How to write a subquery to optimise performance?-CodePudding

I have the following query that shows total sales for the selected dimensions. Table a does not contain product_name, this is why I've joined data with table b on product_id.

However, table b is too big, and I'd like to optimize it to scan fewer data.

SELECT a.date,
         a.hour,
         a.category_id,
         a.product_id,
         b.product_name,  
         sum(a.sales) AS sales
FROM  a
LEFT JOIN b
    ON a.product_id = b.product_id
WHERE date(a.date) >= date('2021-01-01') 
      AND date(B.date) = date('2021-01-01')
GROUP BY  1, 2, 3, 4, 5

What would be your suggestions here?

CodePudding user response：

There are two ways to decrease the amount of data Athena needs to scan for a given query:

Make sure the table is partitioned, and make sure the query makes use of the partitioning.
Store the data as Parquet or ORC.

These two can be used separately or in combination.

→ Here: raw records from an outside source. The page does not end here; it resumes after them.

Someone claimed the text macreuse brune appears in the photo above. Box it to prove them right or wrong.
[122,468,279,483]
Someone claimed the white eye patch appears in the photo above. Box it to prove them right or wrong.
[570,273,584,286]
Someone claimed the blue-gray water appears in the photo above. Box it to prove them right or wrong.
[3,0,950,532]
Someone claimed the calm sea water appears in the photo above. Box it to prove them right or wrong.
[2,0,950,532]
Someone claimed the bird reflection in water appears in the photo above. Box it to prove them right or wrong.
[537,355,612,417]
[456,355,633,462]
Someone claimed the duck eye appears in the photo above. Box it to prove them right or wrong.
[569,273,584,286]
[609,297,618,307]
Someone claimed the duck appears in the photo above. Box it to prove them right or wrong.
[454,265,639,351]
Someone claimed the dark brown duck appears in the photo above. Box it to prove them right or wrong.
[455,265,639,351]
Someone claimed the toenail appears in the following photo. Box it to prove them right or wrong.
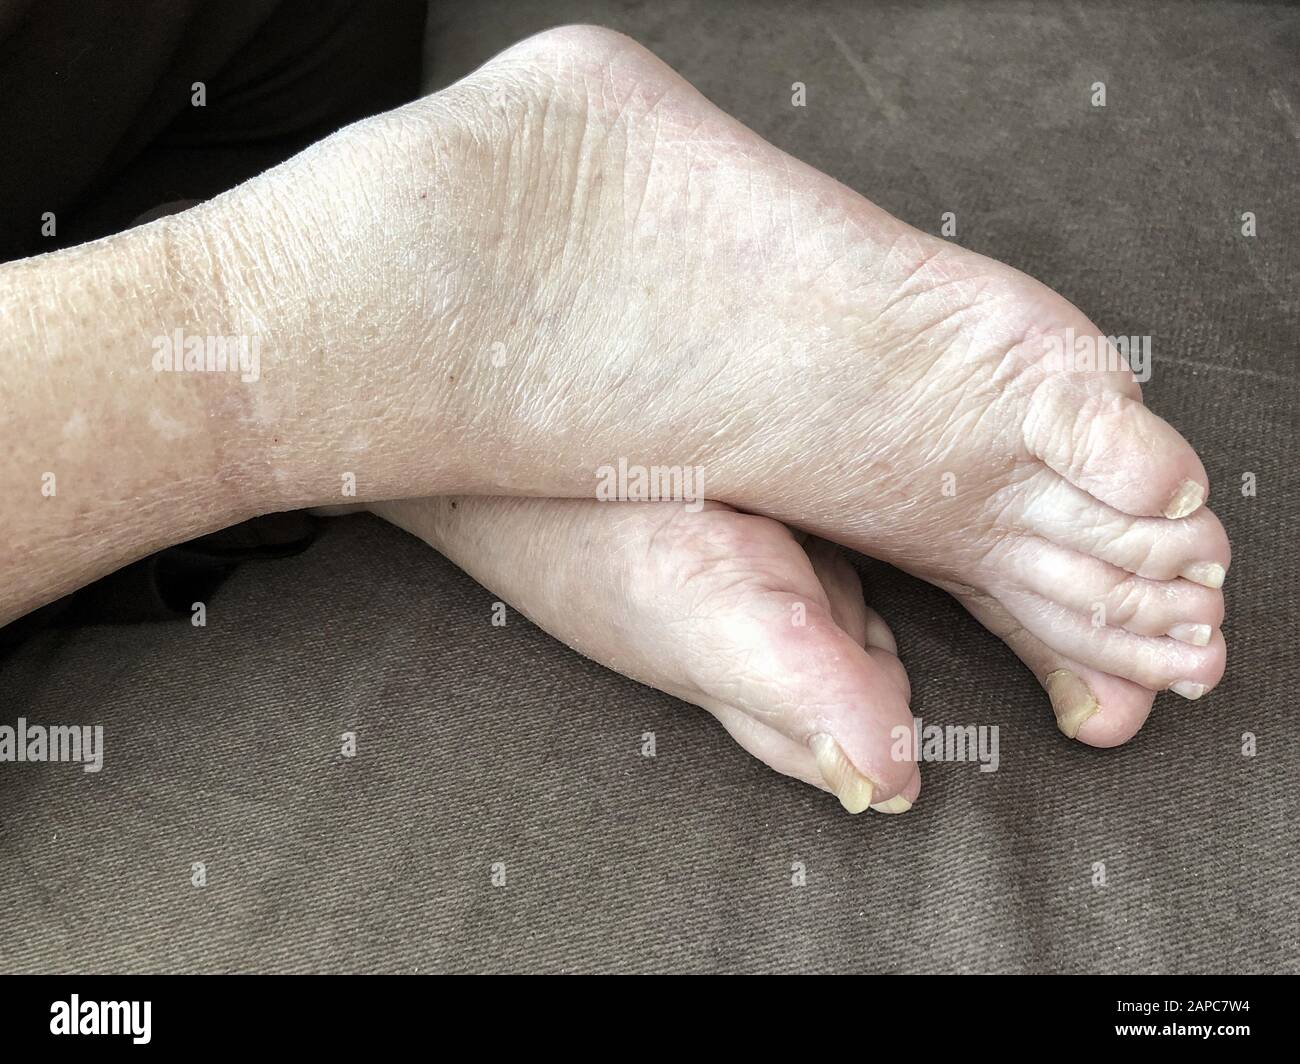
[870,794,913,814]
[1163,479,1206,520]
[1181,562,1226,589]
[1170,680,1206,700]
[1044,669,1099,740]
[809,733,876,814]
[1167,622,1212,647]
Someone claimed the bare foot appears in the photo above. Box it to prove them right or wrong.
[372,497,919,814]
[248,27,1225,748]
[4,27,1228,772]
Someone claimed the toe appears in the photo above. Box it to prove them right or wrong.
[657,525,917,811]
[749,604,916,809]
[861,606,911,703]
[805,537,869,645]
[993,588,1227,696]
[872,764,920,814]
[958,590,1156,747]
[716,713,916,814]
[1042,667,1156,748]
[806,539,911,702]
[1022,373,1209,519]
[992,536,1224,640]
[1013,468,1232,584]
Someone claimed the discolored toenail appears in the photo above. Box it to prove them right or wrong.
[1170,680,1206,700]
[870,794,913,814]
[1163,479,1206,520]
[809,733,876,814]
[1167,622,1212,647]
[1181,562,1225,589]
[1045,669,1099,739]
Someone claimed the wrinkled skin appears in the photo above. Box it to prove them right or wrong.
[2,27,1228,812]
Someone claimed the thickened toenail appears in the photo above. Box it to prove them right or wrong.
[809,733,876,814]
[870,794,913,814]
[1170,680,1206,700]
[1163,479,1205,519]
[1045,669,1099,739]
[1181,562,1226,589]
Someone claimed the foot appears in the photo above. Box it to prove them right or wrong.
[371,497,920,814]
[205,26,1228,748]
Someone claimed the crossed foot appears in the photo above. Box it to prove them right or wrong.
[9,26,1228,813]
[307,27,1224,813]
[286,27,1231,811]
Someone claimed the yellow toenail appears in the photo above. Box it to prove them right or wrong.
[809,734,876,814]
[1163,479,1205,520]
[1181,562,1225,589]
[1044,669,1099,739]
[870,794,913,814]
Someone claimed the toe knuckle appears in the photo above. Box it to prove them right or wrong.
[1105,576,1147,627]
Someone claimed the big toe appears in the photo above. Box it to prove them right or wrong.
[655,522,918,812]
[958,589,1156,748]
[1022,359,1209,520]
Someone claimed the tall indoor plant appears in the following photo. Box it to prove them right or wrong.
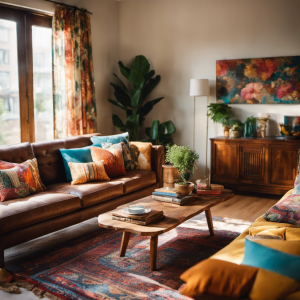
[108,55,164,141]
[165,145,199,195]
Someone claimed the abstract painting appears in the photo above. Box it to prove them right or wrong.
[216,56,300,104]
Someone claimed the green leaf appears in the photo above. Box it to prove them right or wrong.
[128,55,150,86]
[150,120,159,140]
[112,114,127,132]
[145,127,151,138]
[125,114,140,131]
[130,88,141,108]
[140,97,164,116]
[110,82,131,107]
[118,61,130,79]
[108,99,126,110]
[113,73,128,92]
[144,70,155,83]
[164,120,176,135]
[140,75,161,103]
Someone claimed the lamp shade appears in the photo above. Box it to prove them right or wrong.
[190,79,209,96]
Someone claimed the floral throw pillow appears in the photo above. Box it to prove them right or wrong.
[0,158,45,193]
[129,142,152,170]
[263,194,300,226]
[68,161,110,185]
[0,166,31,201]
[91,144,126,178]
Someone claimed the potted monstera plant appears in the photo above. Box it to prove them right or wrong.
[165,145,199,196]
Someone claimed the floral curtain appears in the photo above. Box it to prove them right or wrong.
[53,4,97,139]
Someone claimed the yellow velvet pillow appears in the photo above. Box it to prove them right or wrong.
[180,258,258,298]
[68,161,110,185]
[285,228,300,241]
[129,142,152,170]
[249,226,286,239]
[249,269,300,300]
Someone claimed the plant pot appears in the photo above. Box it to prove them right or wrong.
[224,126,230,137]
[229,130,242,138]
[175,182,195,196]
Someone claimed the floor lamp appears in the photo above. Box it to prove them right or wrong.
[190,79,210,184]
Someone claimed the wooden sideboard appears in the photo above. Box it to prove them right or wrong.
[210,137,300,195]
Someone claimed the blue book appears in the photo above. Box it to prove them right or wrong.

Best results are achieved with the combination, but sometimes that's not convenient or possible.

Your question doesn't say if the tables are partitioned, but from the query it looks to me like they are not – unless date is a partition key.

date would be an excellent partition key, and if it is, your query is already pretty good. AND date(B.date) = date('2021-01-01') will limit the scan of the table b to a single partition. However, if date is not a partition key then what will happen is that Athena will have to scan the whole table to find rows that match the criteria.

This is where a file format like Parquet and ORC can help; these store the data for each column separately, and also store metadata like the min and max values for each column. If the files for the b table were sorted by date, or at least created over time in such a way that they were mostly sorted by date, Athena would be able to look at the metadata and skip files that can't contain the sought date because it's outside of the range given by the min/max values for that file. Athena would also only have to read the parts of the files for the b table that contained the date column, because that is the only one used in the query.

If you amend your question with a little more information about the table schemas and how the data is stored I can answer in more detail how to optimise. With the available information I can only give general guidance as above.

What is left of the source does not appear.